Python library for managing Binance REST API connections with automatic rate limiting.

Features

  • Multi-market support: Spot, USDT-M Futures, COIN-M Futures.
  • Automatic rate limiting: Fixed-window limiter synchronized with Binance's X-MBX-USED-WEIGHT-1M header. Sleeps before hitting limits instead of getting banned.
  • Dynamic weight calculation: Endpoint weights loaded from weights.py and adjusted by parameters (e.g., depth limit, klines limit).
  • Clock synchronization: Estimates server time offset via /time endpoint samples.
  • Centralized error handling: BinanceAPIException with parsed error codes and messages.
  • Rotating file logs: One log file per module in logs/, with configurable rotation.

Installation

pip install panzer

Or from source:

git clone https://github.com/nand0san/panzer.git
cd panzer
pip install -e .

Requires Python >= 3.11. Only runtime dependency: requests.

Quick Start

from panzer import BinancePublicClient

# Create a client (loads rate limits from /exchangeInfo automatically)
client = BinancePublicClient(market="spot", safety_ratio=0.9)

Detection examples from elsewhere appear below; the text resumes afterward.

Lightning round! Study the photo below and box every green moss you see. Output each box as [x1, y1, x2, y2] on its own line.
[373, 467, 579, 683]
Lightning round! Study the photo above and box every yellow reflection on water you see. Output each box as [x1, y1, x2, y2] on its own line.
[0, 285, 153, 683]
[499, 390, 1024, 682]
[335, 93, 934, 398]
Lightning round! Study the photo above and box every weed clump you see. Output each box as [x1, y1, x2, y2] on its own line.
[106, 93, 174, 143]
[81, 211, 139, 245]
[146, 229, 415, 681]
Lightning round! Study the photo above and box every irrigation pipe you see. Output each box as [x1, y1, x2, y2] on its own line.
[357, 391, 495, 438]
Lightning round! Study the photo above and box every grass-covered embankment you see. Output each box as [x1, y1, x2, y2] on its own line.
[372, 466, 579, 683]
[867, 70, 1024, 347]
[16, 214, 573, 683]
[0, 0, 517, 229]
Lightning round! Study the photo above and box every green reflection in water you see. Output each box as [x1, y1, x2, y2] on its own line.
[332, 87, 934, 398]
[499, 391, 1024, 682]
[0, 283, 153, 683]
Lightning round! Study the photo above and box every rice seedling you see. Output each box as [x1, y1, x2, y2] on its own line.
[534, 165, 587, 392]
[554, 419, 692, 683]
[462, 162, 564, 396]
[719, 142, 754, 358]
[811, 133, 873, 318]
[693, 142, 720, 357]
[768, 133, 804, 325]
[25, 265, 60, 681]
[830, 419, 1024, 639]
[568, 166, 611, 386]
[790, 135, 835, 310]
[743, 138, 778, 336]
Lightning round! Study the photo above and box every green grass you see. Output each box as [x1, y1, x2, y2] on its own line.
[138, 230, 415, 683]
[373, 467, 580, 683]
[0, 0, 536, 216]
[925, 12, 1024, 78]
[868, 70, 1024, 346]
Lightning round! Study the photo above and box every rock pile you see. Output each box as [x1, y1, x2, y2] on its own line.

# Synchronize clock with Binance server (recommended before heavy usage)
client.ensure_time_offset_ready(min_samples=3)

# Public endpoints — weights are calculated automatically
klines = client.klines("BTCUSDT", "1m", limit=500)
trades = client.trades("BTCUSDT", limit=100)
book = client.depth("BTCUSDT", limit=100)
info = client.exchange_info()

Supported Markets

spot = BinancePublicClient(market="spot")    # https://api.binance.com
um   = BinancePublicClient(market="um")      # https://fapi.binance.com
cm   = BinancePublicClient(market="cm")      # https://dapi.binance.com

Available Endpoints

All wrapper methods share timeout (seconds, default 10) and return parsed JSON.

Method Description Key parameters
ping() Test connectivity
server_time() Server time (also updates clock sync)
exchange_info(symbol=) Exchange metadata and rate limits symbol: optional, single symbol filter
klines(symbol, interval) Candlestick data limit (default 500), start_time, end_time (ms)
trades(symbol) Recent trades limit (default 500)
agg_trades(symbol) Compressed/aggregate trades limit, from_id, start_time, end_time
depth(symbol) Order book limit (default 100; affects weight)

Using get() for any endpoint

The wrapper methods above cover the most common endpoints. For anything else (e.g., historicalTrades, openInterest, ticker/24hr), use get() directly with the endpoint path:

# Spot 24h ticker — no wrapper needed
ticker = client.get("/api/v3/ticker/24hr", params={"symbol": "BTCUSDT"})

# Futures mark price
mark = client.get("/fapi/v1/premiumIndex", params={"symbol": "BTCUSDT"})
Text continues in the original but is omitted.